From competing on "So You Think You Can Dance" to performing on "Dancing with the Stars" for seven seasons (and earning an Emmy nomination for her work on the latter), Chelsie Hightower has lived the pro dance dream. Though Hightower retired from "DWTS" several years ago and now teaches and choreographs in her home state of Utah, she admits that her dance career exceeded even her own high expectations. "I've accomplished things that I didn't know were possible," she says.
But most fans of "DWTS" would never have guessed that while filming, the talented and seemingly fearless ballroom pro was facing her fiercest competitor off-camera. Hightower has struggled with anxiety for most of her life, but the issue became especially severe during her years on the show.
With the help of therapy and other coping exercises, Hightower has found healthy ways to manage her anxiety. Now, she hopes that sharing her experience will inspire other dancers struggling with mental illness to get help.

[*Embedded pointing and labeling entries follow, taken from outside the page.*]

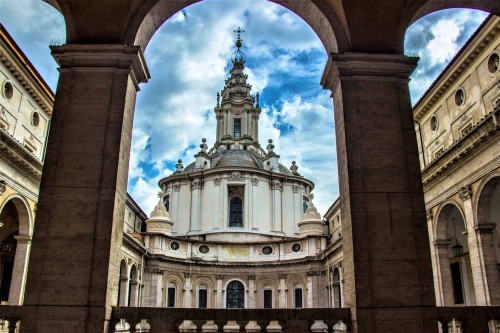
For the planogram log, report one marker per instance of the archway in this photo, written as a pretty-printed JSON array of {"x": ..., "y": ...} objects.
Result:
[
  {"x": 235, "y": 295},
  {"x": 488, "y": 236},
  {"x": 15, "y": 236},
  {"x": 452, "y": 251}
]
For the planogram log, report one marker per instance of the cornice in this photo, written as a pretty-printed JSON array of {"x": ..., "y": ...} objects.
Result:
[
  {"x": 45, "y": 99},
  {"x": 458, "y": 66},
  {"x": 17, "y": 155}
]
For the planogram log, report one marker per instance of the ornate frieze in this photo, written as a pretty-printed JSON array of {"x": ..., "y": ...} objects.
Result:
[{"x": 465, "y": 193}]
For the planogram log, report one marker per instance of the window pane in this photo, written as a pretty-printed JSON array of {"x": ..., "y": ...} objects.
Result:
[
  {"x": 235, "y": 298},
  {"x": 237, "y": 128},
  {"x": 236, "y": 212},
  {"x": 298, "y": 298},
  {"x": 171, "y": 297},
  {"x": 268, "y": 299},
  {"x": 202, "y": 298}
]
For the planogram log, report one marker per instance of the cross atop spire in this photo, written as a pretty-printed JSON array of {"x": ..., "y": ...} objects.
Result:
[{"x": 239, "y": 31}]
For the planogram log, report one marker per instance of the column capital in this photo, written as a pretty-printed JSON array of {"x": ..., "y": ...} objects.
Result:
[
  {"x": 486, "y": 228},
  {"x": 99, "y": 56},
  {"x": 372, "y": 66},
  {"x": 465, "y": 193},
  {"x": 442, "y": 243}
]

When did you first start noticing your anxiety?
I had terrible performance anxiety when I was competing in ballroom as a kid. I'd be up all night before certain competitions because I was so anxious about the next day. I also struggled with social anxiety. Then, when I moved to L.A. and began performing on "Dancing with the Stars," it hit me really hard. But until I started going to therapy, I didn't recognize what those feelings even were. Until then, I had no idea what was going on. It was just mental chaos, and it was terrifying and isolating because I felt like no one else could understand what I was feeling.
Can you tell us about your anxiety during your time on "DWTS"?
When I moved to L.A. at 19, I felt like I really had a handle on things. Then, within the first few days of moving, I started feeling the anxiety return. I remember thinking, "Oh my gosh, this can't be coming back. This can't happen again." It hit me when I wasn't expecting it, and there was this panic that I hadn't felt before.
Those first couple of weeks in L.A., I couldn't eat or sleep. I tried to find someone who could help me understand what was going on. I spoke to a counselor who said she thought I was experiencing situational anxiety. But I was young and couldn't accept that reality at that time. I told myself these thoughts were a challenge I had to learn to overcome by myself.
Over the next five years, I dealt with anxiety on and off. There were times within that period when it got so bad I'd just look forward to the end of the day so I could go to sleep and not feel things. After my five-year run on "DWTS," I finally moved home and started seeing a therapist and getting the help I needed to manage those feelings.
How did your anxiety affect your dancing?
It was exhausting. It's hard to stay motivated and push through the pressure of dancing on national TV when you're not OK on the inside. I kind of turned into a machine—I wouldn't allow myself to feel too much because I feared my anxiety would come back.
What have you found are the best ways to cope with anxiety?
I'm the biggest proponent of therapy. I love it. It's helped me work through a lot, especially things that might trigger those thoughts and feelings. I also use visualization techniques to push through my anxiety. Sometimes I'll imagine a lasso and I'll wrap all my thoughts up in the lasso and then I'll see myself throw away the lasso, so all of those thoughts get smaller and smaller, until they're out of sight.
Relaxation is another coping technique that helps. As dancers we can get so caught up with constantly working towards something. But sometimes I'll just sit on my couch and put my phone away and enjoy the moment. Being able to release your mind and get to a place where you're not having to think too hard or worry is really important.
What are misconceptions people have about anxiety?
Something to be aware of is that anxiety is never won and done. It's something you figure out how to manage on a daily basis. As you get stronger, you can get to a point where you overcome it in certain settings or circumstances, but there are a lot of things that can bring it back.
What advice do you have for young dancers who might be dealing with anxiety?
Don't let it stop you from doing what you want to do. The road might be a little bit harder, but it's going to be worth it. The dance world forces you to address those feelings of fear and insecurity head on—it's a world full of judgment and competition. But once you learn to cope with those feelings, your struggle will make you stronger. In an atmosphere where people can crumble easily because of the pressure, you can potentially be the strongest person in the room.